Yardeni has raised the probability of a market meltdown to 35% for the rest of the year, up from 20% previously. At the same time, he slashed the odds of a meltup — a rally driven more by investor enthusiasm than underlying fundamentals — to just 5% from 20%.

The shift in those weightings comes as oil prices surge above $100 a barrel and investors brace for a prolonged conflict in the Middle East that could send energy costs even higher. Expectations for Federal Reserve’s interest-rate cuts have already been pared back as investors come to terms with the prospect of slower growth and rising inflation at the same time.

“The US economy and stock market are stuck between Iran and a hard place currently. So is the Fed,” Yardeni wrote in a note. “If the oil shock persists, the Fed’s dual mandate would be stuck between the increasing risk of higher inflation and rising unemployment.”

US Stocks Have Slid as Iran War Dents Sentiment

The dollar has emerged as the haven asset of choice, with the Bloomberg Dollar Spot index up almost 2% since the war began. US stocks have so far seen a milder impact than global peers, with the S&P 500 Index falling 2% last week while MSCI’s broadest gauge of global equities slumped 3.7%.

The resilience can be partially attributed to the fact that the US has greater energy self-sufficiency than other markets such as Asia, according to Wilsons Advisory. Moreover, concerns over artificial intelligence spending and potential business disruption had already taken some wind out of US equities.
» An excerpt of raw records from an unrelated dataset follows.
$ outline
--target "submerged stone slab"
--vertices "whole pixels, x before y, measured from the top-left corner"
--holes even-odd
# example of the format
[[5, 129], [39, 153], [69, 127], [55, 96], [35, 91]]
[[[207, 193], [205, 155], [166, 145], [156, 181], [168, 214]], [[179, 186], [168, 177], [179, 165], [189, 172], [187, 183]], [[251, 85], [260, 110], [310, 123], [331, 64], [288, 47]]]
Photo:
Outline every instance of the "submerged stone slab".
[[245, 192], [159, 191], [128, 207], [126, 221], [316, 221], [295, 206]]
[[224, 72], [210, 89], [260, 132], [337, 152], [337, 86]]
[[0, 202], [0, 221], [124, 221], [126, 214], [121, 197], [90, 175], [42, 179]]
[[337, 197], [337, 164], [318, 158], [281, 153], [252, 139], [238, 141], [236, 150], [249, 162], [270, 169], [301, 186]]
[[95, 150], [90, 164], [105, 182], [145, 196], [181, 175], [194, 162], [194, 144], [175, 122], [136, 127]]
S&P 500 futures fell more than 2% in Asian trading hours Monday, signaling fresh pressure. Meanwhile, hedge funds boosted short positions in US equity exchange-traded funds and the Cboe VIX Index surged to the highest level since April’s tariff turmoil. Benchmark 10-year Treasuries yields jumped six basis points as traders priced in higher inflation.

Investors have pushed back expectations for the Fed’s next quarter-point rate cut to September. At the end of February, before the war erupted, traders had fully priced in a move by July. Some bond options traders are now betting the Fed may not cut rates at all this year.

Adding to concerns of a prolonged war, Trump said Sunday evening that the military campaign against Iran was worth any near-term pain because it would deliver lasting benefits, calling $100 oil a “small price to pay.”

Yardeni has gotten market calls right in the past. In December, the strategist recommended effectively going underweight the so-called Magnificent Seven technology stocks versus the rest of the S&P 500.

His base case remains intact. The so-called “Roaring 2020s” scenario, which envisages a decade of robust and sustainable US growth fueled by rapid productivity gains, still carries a 60% probability through the end of the year.

The outlook is better over the coming decade. Yardeni assigns an 85% chance of a continuation of the Roaring 2020s. He also sees a 15% chance of a “stagflating 1970s redux.”

“If investors start expecting stagflation, a bear market is more likely,” he wrote.